折りたたみ傘に二人はやはりきつくて、肩を寄せ合って歩いても少しだけ濡れてしまう。
だというのに、触れあっている場所が熱くて、濡れていることは、心底どうでもよかった。

なんだろう。
彼と二人でいることに変わりはないのに、胸の鼓動がいつもより激しい。
気まずい、と思っているのは、私だけだろうか。

「色違いのタイル、」
「え?」

自分のことでいっぱいいっぱいだった私の耳に、吉野くんの声が届く。
今、色違いのタイルって言った?
足元を見ると、確かに赤と白のタイルが無造作に散りばめられているが、だからなんだというのだ。
不思議に思って彼を見ると、驚くほど彼の顔は真っ赤に染めあがっていて、思わず声を出して笑ってしまった。

「わ、笑わないでくださいよ……」
「ごめん、あまりにも想定外の表情だったから」

私が緊張していたように、彼もまた緊張していたのか。
ちょっと安心した。
彼も私と同じ感情だということに。

「吉野くん」
「なんですか?」
「色違いのタイルがあるね」
「そう、ですね……。
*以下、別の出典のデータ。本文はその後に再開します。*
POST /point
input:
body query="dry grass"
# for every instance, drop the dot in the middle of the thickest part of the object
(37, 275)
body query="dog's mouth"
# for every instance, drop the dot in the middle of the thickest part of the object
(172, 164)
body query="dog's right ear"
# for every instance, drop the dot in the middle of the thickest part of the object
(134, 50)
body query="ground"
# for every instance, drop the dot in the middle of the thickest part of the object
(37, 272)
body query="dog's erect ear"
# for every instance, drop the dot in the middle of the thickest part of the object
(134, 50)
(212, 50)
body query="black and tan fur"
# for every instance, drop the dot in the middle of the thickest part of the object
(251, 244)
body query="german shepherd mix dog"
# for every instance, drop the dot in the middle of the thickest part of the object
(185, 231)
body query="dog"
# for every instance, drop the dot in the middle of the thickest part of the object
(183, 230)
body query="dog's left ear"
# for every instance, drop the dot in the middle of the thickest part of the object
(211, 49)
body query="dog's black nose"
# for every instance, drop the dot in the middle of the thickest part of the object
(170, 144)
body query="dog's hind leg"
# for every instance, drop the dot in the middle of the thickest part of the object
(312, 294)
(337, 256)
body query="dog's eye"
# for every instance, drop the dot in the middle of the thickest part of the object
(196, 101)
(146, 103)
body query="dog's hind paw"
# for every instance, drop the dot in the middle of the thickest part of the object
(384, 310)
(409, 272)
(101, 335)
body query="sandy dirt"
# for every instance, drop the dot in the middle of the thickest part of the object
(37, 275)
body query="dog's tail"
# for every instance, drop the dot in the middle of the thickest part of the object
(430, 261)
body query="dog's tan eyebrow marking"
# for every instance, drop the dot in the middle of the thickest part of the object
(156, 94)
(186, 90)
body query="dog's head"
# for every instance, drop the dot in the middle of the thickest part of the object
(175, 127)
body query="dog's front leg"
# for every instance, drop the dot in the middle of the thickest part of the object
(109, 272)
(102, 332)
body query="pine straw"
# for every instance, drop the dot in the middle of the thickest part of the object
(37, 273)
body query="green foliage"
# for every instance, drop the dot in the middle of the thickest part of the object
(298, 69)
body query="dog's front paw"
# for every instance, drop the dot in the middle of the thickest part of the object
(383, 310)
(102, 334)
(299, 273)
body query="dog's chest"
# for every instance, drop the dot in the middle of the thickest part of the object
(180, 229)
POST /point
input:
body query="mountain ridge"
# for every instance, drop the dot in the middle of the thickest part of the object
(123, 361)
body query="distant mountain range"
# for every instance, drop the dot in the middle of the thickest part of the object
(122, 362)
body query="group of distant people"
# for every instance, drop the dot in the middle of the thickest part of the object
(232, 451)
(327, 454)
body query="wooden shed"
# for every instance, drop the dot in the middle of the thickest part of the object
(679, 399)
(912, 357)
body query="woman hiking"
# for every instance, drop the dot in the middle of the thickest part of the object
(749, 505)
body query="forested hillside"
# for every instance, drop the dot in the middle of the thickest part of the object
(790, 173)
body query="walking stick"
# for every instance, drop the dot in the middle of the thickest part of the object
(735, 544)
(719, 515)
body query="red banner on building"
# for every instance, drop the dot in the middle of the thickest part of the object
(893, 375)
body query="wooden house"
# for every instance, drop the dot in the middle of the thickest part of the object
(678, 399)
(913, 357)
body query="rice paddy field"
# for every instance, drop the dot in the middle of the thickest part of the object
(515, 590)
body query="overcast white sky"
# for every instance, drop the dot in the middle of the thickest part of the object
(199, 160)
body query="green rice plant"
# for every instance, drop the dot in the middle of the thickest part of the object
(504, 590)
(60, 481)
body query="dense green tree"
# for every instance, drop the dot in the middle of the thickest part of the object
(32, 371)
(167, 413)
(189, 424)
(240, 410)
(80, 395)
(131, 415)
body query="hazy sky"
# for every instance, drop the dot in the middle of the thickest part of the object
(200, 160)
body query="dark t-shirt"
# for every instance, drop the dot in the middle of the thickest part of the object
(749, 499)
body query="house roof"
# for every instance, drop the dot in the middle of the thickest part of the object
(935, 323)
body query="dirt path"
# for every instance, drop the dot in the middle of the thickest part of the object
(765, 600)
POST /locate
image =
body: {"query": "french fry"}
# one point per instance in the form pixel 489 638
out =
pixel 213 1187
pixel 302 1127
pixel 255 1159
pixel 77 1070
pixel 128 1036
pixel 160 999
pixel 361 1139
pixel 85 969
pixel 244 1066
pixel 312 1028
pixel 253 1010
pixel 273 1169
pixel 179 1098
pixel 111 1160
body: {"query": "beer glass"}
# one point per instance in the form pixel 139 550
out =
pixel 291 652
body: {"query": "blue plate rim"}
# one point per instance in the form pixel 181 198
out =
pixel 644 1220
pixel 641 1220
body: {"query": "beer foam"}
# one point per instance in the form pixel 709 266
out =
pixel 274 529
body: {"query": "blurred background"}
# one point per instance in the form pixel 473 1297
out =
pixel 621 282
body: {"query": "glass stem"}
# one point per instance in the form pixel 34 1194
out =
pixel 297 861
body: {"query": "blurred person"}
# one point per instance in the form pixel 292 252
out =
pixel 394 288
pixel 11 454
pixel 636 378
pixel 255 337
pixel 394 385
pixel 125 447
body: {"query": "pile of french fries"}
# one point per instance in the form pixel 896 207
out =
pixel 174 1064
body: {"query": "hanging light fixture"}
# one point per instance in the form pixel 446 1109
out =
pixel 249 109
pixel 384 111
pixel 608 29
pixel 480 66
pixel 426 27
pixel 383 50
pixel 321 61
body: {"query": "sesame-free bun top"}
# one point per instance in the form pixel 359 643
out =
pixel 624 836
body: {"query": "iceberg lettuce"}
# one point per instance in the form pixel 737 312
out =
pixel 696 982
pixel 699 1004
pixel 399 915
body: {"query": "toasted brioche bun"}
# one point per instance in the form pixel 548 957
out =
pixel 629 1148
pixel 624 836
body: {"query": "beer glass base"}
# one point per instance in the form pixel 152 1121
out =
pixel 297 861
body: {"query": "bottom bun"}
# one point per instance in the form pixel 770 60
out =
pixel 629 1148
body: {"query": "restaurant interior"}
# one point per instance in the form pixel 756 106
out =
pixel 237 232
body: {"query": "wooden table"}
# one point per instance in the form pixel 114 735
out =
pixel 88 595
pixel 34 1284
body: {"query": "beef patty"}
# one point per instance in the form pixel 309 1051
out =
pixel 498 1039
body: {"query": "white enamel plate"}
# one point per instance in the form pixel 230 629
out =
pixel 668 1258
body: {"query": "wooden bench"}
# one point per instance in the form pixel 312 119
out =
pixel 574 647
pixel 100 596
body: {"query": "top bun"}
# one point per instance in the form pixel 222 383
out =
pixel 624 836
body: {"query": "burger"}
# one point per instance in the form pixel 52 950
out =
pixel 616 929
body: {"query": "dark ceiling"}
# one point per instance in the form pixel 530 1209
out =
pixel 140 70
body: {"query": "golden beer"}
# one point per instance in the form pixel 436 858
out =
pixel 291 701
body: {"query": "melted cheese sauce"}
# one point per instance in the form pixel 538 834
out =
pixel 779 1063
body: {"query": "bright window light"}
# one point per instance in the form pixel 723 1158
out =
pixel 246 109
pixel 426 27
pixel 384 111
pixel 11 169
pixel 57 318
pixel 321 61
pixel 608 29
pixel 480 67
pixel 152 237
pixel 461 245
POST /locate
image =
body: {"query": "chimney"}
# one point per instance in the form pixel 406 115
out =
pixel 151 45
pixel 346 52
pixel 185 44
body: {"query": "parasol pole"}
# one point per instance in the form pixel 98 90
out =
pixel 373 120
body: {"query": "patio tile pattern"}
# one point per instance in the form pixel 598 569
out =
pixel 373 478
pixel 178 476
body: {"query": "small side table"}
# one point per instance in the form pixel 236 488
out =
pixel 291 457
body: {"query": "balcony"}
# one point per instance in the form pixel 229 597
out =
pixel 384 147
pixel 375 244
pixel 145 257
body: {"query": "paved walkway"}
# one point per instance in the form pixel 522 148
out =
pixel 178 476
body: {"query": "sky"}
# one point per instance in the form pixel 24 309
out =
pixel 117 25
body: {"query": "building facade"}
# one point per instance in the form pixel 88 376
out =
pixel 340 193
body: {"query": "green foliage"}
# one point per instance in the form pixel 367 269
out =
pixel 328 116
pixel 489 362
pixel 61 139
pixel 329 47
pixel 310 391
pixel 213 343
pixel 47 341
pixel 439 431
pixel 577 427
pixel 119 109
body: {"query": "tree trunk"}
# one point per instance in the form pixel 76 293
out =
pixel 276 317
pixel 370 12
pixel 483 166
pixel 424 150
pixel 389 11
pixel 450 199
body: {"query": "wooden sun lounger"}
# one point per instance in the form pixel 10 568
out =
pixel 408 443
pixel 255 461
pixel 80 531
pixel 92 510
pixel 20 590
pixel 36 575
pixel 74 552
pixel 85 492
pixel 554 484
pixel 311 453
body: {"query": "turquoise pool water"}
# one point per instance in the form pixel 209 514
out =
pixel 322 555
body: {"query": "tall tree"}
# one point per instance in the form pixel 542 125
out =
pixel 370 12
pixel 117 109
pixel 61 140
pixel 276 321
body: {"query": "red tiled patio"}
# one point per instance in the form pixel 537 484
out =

ありますね」
「赤色のタイル以外、踏んだら死ぬから」
「なんですか、それ」
「子供の頃、よくやっただろう。"白線からはみ出したら死ぬ"
みたいな。それのタイルバージョンだよ」
「それは子供の時でしょう。高校生にもなってこんな遊び……」

無邪気に私は赤色のタイルだけを踏んで歩く。
ぴょん、ぴょん、と効果音がつきそうだと我ながら思って楽しいのだけれど、吉野くんは呆れたように困ったように一つ息を吐いて、しぶしぶと言った様子でくだらない遊びに付き合ってくれた。

「マンホールはセーフにしよう!休憩スポットだよ」

雨の中、私の声が響く。
くるり、くるくる。
まるで傘が逆さまになって回るように、私はマンホールの上で回った。
彼は笑みをこぼして、私と一緒に雨に打たれながら赤色のタイルを踏んで、マンホールの上で踊った。